One way to celebrate Halloween and recruit younger members may be to combine it with a cause marketing effort and/or fund-raising for a local or national cause. (By the way, Millennials love cause campaigns and would flock to your organization if you let them.)

So, what might your association (and/or nonprofit organization) do for Halloween 2013?
  • Local celebrations (networking events focused on young professionals)
  • Pumpkin picking trips for staff (helps create staff loyalty)
  • Pumpkin Carving Contest with/for a Local Charity
  • Fund-raiser / Cause Marketing effort
  • Hold Halloween event in your office and invite your members
Here are five examples of associations and other nonprofits using Halloween to help their organizations:

  • Boston Medical Center used a “Halloween Town” to raise funds for five years.  (They discontinued the event in 2012 to take a breather.). Halloween Town is the largest family (19,000 participants) Halloween event in Boston. Halloween Town benefitted the Kids Fund at Boston Medical Center. It transformed the 70,000 square-foot Seaport World Trade Center into a spooktacular event for kids of all ages! Halloween. It engaged hundreds of volunteers. 
  • The West County YMCA (St. Louis) sponsored a Halloween Fest the Saturday before Halloween. The trunk-or-treat event featured a carnival with pony rides, a petting zoo, bounce house, FredBird, face painting, snacks, games and “Pas de Chat,” a children’s production presented by Leverage Dance Theater. The YMCA offered local businesses the opportunity to have a booth relevant to the Halloween theme.
  • Tweets Unleashed hosted its SPOOK-TACULAR party of the year! Trick-or-treat at all Treats Unleashed shops on SATURDAY, OCT. 27. Costumes for pets and people were welcome, but not required as they trick-or-treated around the shopping plaza for delicious treats. There were lots of creepy, crawly fun for the whole family! Pets welcome!
  • West County Honda held a Saturday evening Halloween event in their showroom.  Here's their Facebook invite: "Happy Halloweekend, everybody!!!! Don't forget about our costume contest for kids tonight from 5 pm till 8 pm. Tons of candies and prizes will be waiting for you! See you all there!"
  • Delta Dental Health Theater in St. Louis created a "post-Halloween" Great Candy Exchange inviting kids/parents to bring new Halloween candy.  The candy will be collected and shipped to troops.  Lots of fun stuff plus kids get a raffle ticket for a free Xbox 360 Kinect.  
If you want more examples (from a nonprofit perspective), Joe Waters shared in Halloween Cause Marketing Scares Up Funds for Nonprofits several examples of cause-related Halloween events.  Great stuff.
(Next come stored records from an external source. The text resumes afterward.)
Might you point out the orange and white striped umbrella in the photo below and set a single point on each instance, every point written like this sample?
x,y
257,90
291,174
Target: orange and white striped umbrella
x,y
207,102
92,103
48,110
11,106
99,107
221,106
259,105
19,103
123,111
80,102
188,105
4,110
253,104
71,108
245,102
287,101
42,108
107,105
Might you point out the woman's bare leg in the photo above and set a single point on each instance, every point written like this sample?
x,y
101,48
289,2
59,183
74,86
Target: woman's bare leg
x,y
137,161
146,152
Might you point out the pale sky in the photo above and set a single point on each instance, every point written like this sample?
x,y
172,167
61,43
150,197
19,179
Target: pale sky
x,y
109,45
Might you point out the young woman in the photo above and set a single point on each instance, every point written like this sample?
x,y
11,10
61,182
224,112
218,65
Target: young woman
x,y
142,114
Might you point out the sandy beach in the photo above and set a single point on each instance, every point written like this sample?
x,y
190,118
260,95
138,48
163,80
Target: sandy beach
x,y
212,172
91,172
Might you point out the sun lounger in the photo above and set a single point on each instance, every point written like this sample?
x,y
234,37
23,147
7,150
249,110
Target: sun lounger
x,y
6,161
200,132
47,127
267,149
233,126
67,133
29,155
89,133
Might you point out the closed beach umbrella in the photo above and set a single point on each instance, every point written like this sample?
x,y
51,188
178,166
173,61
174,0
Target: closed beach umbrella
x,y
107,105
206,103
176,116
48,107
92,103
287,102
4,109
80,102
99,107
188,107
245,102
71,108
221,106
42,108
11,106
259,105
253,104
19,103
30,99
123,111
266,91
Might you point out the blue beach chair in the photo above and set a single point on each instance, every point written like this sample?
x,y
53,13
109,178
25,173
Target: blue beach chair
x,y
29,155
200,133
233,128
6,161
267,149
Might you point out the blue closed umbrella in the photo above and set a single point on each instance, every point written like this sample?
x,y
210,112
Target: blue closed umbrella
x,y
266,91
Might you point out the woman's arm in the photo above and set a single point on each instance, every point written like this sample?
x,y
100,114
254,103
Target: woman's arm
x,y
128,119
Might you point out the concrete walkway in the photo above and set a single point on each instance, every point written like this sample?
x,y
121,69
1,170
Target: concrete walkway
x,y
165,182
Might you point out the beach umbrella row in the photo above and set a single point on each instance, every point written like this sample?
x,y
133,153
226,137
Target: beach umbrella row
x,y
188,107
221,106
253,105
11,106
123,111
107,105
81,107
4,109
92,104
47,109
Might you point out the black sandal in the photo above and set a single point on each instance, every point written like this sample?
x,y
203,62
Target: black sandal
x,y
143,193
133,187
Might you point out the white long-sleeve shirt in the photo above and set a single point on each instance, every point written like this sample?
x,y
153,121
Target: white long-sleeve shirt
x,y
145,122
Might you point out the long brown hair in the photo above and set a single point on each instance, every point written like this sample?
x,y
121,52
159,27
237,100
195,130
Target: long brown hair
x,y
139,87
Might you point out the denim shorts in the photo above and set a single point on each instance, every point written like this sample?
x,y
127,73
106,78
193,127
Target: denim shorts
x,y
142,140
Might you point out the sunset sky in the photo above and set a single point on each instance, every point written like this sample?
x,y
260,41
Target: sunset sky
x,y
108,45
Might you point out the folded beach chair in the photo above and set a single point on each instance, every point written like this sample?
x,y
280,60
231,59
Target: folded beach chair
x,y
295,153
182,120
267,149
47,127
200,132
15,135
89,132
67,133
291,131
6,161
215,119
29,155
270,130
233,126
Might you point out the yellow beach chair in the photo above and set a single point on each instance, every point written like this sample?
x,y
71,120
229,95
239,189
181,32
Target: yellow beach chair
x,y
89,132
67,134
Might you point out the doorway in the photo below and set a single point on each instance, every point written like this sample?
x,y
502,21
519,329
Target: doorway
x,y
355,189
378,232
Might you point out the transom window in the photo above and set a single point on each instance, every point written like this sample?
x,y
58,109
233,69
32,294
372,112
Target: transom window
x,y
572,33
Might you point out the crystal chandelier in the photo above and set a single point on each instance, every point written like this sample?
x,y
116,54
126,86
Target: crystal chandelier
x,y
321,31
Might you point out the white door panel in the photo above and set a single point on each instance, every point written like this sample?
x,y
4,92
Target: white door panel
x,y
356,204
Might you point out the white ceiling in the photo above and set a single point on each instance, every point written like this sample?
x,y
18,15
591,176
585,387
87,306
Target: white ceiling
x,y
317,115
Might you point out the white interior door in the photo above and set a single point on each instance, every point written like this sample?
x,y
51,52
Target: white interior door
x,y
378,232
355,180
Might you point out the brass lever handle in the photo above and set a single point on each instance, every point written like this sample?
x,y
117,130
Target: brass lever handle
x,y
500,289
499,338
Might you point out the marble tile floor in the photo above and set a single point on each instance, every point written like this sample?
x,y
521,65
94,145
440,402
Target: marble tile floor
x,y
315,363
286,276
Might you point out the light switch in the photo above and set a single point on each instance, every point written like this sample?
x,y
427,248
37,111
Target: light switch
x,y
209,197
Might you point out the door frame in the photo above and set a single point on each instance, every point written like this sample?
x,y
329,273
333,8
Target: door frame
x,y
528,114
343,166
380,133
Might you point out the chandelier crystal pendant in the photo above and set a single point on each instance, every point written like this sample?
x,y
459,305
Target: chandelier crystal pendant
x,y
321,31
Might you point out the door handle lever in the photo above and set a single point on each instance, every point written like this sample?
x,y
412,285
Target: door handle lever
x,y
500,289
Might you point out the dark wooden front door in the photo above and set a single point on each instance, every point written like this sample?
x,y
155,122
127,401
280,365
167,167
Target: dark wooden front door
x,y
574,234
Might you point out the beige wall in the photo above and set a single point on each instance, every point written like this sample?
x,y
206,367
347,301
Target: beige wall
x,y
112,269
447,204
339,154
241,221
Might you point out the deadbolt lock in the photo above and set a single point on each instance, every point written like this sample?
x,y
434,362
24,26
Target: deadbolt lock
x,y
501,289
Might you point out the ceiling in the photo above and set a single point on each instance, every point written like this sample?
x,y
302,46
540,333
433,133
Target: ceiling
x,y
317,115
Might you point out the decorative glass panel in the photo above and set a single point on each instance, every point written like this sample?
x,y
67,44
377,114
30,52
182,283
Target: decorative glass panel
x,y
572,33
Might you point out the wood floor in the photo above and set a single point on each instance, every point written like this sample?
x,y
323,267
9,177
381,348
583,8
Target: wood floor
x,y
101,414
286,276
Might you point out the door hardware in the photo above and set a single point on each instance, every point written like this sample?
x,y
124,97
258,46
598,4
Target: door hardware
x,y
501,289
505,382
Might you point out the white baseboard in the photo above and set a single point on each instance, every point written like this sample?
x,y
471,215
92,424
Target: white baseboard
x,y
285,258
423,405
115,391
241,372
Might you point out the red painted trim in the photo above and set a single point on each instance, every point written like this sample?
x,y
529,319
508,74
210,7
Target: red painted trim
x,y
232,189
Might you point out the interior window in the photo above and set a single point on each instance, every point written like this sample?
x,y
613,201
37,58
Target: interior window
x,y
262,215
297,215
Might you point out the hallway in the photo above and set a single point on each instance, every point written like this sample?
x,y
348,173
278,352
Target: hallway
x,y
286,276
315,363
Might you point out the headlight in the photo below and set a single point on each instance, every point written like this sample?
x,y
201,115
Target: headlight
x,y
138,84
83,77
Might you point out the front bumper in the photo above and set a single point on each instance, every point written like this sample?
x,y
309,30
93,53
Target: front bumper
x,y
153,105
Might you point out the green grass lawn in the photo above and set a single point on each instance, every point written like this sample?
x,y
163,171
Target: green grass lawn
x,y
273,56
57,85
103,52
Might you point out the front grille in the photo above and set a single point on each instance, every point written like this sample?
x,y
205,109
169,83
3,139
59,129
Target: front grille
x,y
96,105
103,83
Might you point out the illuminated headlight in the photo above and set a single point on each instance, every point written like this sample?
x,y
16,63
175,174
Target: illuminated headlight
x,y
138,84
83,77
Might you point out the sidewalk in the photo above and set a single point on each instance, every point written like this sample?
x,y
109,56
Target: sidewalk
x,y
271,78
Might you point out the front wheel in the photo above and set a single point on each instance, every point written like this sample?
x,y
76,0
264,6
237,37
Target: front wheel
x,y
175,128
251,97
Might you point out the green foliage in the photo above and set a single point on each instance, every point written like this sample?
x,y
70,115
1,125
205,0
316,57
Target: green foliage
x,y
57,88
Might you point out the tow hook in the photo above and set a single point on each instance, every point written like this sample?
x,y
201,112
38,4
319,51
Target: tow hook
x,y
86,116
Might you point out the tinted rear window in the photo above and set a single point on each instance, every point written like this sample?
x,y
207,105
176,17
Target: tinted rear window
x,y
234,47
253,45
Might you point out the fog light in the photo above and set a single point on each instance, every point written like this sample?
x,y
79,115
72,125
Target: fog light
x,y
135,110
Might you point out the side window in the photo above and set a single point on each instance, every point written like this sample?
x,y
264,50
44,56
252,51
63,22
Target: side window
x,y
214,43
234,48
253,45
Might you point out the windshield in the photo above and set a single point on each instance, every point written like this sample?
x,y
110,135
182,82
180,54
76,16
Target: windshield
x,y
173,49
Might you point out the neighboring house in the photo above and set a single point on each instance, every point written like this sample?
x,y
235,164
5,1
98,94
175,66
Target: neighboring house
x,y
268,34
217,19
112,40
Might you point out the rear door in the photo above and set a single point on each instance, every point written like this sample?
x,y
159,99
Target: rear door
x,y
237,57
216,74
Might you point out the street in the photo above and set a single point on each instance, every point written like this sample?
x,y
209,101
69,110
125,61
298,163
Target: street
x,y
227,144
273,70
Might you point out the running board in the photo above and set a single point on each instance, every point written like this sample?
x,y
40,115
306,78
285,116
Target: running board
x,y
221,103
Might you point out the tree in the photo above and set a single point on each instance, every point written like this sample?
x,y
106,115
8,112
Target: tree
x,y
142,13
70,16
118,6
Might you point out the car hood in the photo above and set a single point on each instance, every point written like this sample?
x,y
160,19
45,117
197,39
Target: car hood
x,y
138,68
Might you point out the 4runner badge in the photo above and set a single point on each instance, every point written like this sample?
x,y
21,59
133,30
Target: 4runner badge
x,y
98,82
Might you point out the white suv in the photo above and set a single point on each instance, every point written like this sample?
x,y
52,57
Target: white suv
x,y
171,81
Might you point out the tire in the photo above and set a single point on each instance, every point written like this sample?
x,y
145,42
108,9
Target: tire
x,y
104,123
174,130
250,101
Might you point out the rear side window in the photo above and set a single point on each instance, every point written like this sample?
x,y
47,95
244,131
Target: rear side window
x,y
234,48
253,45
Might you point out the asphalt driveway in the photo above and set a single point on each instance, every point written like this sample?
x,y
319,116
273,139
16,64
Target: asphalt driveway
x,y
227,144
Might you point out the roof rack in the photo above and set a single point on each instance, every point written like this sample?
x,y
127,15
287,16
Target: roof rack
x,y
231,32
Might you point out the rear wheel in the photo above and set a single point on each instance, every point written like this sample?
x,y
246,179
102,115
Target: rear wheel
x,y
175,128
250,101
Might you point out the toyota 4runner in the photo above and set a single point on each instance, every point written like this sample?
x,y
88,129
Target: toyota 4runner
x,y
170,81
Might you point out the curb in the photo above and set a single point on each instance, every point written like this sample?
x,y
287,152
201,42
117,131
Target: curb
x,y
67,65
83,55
My conclusion from all this: 
Use assertive promotion and marketing to engage your members, prospects and friends in your Halloween celebration and fund-raiser. Since you are hoping to engage Millennials and Gen Xers, be sure to use Facebook, Twitter, Pinterest, blogs and other social media tools. 

Start planning for 2013 now. 
Ask some of your younger members and younger staff to “take it on.” Let them brainstorm and be creative. Trust their instincts. Remember, your Halloween event(s) are aimed primarily at younger members and prospects so do not evaluate the ideas from a “Boomer perspective!”